FBRY

Wibble: An Update

Current Goal: Visual Design Improvement

I’m working on improving the look of Wibble, upgrading it from its current, stark appearance:

A simple layout of a letter game that shows a five-by-five grid with letter tiles, which show a letter and a small number in the bottom right corner that indicates the tile's point value. Above the grid is a display that shows the word the user has currently chained together from the letters in the grid. Below the grid is a set of three hearts, one of which is empty. Across from the hearts are three action buttons, allowing the player to shuffle the letters, replace a letter, and receive a hint. Along the bottom of the screen is the player's current score.

To something less stark:

An animation showing a new design for Wibble. It starts with a title screen where Wibble is spelled out using playful-looking orange tiles. When the user clicks the "Play" button, the button is yanked downwards out of view as the logo shrinks, only to bounce back as a single orange square. The square is then filled with a grid of white letter tiles that bounce into position.

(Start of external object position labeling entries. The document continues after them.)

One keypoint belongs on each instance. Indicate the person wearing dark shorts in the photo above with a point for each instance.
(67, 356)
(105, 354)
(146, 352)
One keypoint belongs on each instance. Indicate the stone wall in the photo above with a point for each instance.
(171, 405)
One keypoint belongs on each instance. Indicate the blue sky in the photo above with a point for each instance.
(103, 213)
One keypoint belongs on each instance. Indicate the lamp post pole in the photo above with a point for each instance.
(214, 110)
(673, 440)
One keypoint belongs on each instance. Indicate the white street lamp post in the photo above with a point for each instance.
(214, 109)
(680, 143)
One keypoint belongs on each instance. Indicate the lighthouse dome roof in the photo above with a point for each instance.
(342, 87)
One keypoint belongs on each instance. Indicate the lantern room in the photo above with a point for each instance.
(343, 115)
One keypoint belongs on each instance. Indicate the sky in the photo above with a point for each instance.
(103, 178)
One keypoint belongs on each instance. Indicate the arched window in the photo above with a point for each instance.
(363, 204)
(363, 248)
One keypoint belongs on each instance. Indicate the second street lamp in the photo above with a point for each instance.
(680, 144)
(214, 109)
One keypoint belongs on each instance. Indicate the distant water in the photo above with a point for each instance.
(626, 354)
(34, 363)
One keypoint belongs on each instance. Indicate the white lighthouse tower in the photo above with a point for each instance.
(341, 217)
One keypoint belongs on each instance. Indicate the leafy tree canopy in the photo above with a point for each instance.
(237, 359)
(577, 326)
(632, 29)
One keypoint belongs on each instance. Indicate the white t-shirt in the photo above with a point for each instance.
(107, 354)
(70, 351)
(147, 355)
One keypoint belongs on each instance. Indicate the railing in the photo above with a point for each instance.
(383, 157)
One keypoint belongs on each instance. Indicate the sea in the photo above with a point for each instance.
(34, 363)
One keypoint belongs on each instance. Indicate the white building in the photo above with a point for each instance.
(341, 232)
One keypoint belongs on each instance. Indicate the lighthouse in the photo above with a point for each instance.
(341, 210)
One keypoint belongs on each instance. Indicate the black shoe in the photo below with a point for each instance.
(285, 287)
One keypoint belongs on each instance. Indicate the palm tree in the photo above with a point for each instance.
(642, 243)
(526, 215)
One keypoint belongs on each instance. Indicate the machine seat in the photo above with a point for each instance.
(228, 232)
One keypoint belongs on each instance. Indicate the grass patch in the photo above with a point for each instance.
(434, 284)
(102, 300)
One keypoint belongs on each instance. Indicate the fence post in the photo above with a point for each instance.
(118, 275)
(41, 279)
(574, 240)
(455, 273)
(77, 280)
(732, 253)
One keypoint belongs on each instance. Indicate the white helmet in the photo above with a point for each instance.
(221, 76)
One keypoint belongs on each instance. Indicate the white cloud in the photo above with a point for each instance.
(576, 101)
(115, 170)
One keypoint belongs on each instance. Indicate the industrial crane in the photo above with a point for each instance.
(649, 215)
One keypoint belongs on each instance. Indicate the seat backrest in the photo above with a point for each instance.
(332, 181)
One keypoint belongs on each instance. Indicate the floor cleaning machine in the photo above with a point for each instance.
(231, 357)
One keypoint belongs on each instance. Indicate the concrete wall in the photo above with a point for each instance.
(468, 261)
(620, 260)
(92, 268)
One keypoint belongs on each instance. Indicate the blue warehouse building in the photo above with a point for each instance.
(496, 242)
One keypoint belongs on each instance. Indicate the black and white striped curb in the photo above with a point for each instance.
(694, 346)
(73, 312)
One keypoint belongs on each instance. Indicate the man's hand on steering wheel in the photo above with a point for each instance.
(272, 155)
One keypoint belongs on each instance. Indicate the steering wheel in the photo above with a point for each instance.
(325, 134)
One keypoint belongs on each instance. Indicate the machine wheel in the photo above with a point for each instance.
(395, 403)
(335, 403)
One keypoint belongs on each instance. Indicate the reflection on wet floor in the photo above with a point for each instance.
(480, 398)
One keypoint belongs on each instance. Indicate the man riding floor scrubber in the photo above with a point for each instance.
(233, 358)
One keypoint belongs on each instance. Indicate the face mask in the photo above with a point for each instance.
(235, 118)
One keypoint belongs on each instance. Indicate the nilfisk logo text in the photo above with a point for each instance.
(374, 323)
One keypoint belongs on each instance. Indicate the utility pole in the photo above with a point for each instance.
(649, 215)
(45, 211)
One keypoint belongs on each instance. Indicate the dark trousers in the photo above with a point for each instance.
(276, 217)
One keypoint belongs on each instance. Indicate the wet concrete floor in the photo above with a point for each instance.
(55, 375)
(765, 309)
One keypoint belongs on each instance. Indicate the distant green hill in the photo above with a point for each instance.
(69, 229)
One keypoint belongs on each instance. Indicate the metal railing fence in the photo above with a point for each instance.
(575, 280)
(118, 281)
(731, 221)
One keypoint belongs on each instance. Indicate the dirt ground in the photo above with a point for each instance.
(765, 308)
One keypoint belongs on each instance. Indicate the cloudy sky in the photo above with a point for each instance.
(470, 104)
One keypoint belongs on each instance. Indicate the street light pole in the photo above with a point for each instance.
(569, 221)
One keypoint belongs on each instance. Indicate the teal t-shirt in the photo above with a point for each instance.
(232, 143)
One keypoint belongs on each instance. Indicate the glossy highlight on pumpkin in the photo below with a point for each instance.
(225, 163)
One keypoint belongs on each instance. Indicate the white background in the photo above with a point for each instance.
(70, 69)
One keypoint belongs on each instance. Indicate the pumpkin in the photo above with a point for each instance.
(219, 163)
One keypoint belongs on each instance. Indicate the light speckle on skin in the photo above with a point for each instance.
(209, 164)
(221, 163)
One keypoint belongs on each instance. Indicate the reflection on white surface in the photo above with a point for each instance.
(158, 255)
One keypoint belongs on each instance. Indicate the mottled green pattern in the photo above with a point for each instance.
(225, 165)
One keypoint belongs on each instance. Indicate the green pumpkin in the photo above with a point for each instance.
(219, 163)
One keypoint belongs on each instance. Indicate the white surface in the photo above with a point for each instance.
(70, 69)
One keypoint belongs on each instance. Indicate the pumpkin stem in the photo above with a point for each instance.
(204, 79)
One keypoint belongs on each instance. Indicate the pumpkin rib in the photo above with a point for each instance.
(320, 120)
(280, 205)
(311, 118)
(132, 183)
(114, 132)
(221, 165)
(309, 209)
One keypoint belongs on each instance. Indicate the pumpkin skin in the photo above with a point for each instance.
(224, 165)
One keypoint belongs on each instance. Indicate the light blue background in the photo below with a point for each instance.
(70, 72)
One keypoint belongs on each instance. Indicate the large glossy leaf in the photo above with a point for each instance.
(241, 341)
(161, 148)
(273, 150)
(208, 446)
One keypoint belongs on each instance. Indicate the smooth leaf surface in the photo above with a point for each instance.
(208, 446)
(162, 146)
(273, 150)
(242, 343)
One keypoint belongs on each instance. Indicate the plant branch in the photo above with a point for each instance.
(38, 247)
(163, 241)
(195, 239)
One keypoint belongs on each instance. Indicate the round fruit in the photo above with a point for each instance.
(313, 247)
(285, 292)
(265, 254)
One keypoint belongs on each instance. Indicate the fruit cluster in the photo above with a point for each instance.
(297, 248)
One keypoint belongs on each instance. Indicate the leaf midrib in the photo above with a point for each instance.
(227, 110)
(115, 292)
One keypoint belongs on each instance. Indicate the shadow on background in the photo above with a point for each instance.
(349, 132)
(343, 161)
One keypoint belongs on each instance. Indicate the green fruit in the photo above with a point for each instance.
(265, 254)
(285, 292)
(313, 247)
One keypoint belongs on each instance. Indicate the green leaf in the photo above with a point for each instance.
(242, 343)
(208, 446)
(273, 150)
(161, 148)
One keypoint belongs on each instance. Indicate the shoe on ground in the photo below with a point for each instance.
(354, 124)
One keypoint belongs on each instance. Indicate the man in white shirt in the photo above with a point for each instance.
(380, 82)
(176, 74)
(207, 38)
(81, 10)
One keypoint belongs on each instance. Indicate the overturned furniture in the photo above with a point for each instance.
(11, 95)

The above animation was made in Figma and inspired by how “Wibble” rhymes with “jiggle” or “wiggle.” (Originally, the game’s name was a corruption of “Wordle.”)

I haven’t started working on this update in code yet, largely due to being busy searching for a new job. Wibble was intended to function as a portfolio piece to show my skills in front-end design while also having fun building a game. I’ve gotten so sucked into finding a job and keeping on top of the obligations for a career boot camp I joined at the end of April that I haven’t taken time to work on Wibble.

Additionally, I wanted to write a “Day 5” article about the redesign, but it doesn’t have anything new compared to the other posts. Like the other posts, it would’ve just been a play-by-play retelling of how I went through the process of creating the animation. A month later, I can’t remember half of the reasons why I made the decisions I did while creating this new design.

What’s Next: Post Quality Over Quantity

Originally my plan for the series of posts for Wibble was to work on Wibble for a day, record what I was thinking and doing, then refine those notes into a post. This was intended to help me: 1) keep my thinking grounded without getting sidetracked and 2) practice communicating my thoughts and goals in my work.

However, this makes the whole development process slower than I would prefer. Every day I worked on Wibble, I needed an extra day or two to transcribe my notes to prose, edit that prose, then publish to my CMS. On top of that, the posts contained very little interesting content, as most of what I wrote was just noise about trivial tasks.

I will keep daily work logs as I work on Wibble, but I won’t spend time refining those logs into posts for this website. Instead, I’ll only write posts about interesting things I discover that might help someone (probably myself) in the future.